Y construimos un mundo, una ventana que solamente tú y yo podíamos abrir, e inventamos colores, tonos imposibles que sólo nosotros dos éramos capaces de ver. Los rifles no pueden alcanzar lo que los ojos de los soldados no ven, dijiste, Régine. El cielo palpita hoy azul vino, contesté abrazándote, y todo estuvo bien, en su sitio, por un instante.
Se oyó un disparo, lejano, instintivamente te abracé más fuerte. Nada puede molestarnos aquí, me consolaste, y de repente era otra vez el niño que nunca había dejado de ser y me agarraba a ti fuerte y me besaste la frente. Y todo, por segunda vez aquella tarde, volvió a estar bien, en su sitio, por un instante.
Atardece, dijiste rompiendo un largo silencio inexistente porque nuestras mentes hablaban aunque nuestros labios no emitiesen ningún fonema. Deberíamos escondernos. No ver el sol, ni la hierba, ni respirar aire puro mata más que las balas. Es peligroso, sólo atiné a decir. Aquí no. ¿Dónde? Detrás de nuestra ventana.

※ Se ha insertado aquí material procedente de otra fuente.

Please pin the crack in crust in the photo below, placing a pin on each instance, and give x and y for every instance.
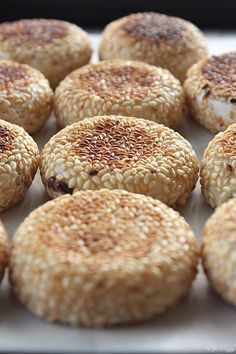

Siempre tan soñadora, pensé. Creí que eso es lo que más te gusta de mí. No estamos en un buen momento para soñadores. Nunca es buen momento para gente como nosotros. Y sonreíste. Fue una sonrisa alegre y triste, a la vez que te dabas cuenta de la dolorosa verdad que acababas de pronunciar. Tu última frase. Seguías sonriendo y me mirabas, sólo pude bajar la cabeza para no encontrar tus ojos. Alargaste los brazos, y a la vez que el Sol se ponía enderezaste mi cara y me besaste, y por tercer momento aquella tarde, último en mi vida, todo volvió a su sitio, y el hambre no existía, ni las guerras, ni los escondrijos. Sólo nosotros y nuestra ventana. Por un instante.
¡Bum! Otro instante.
Caíste al suelo. Desparramo sangre roja turquesa, pensabas. Y yo lo entendí, y me agaché y te abracé impregnándome de un color que diluía con mis lágrimas y que ahora sólo yo podría ver.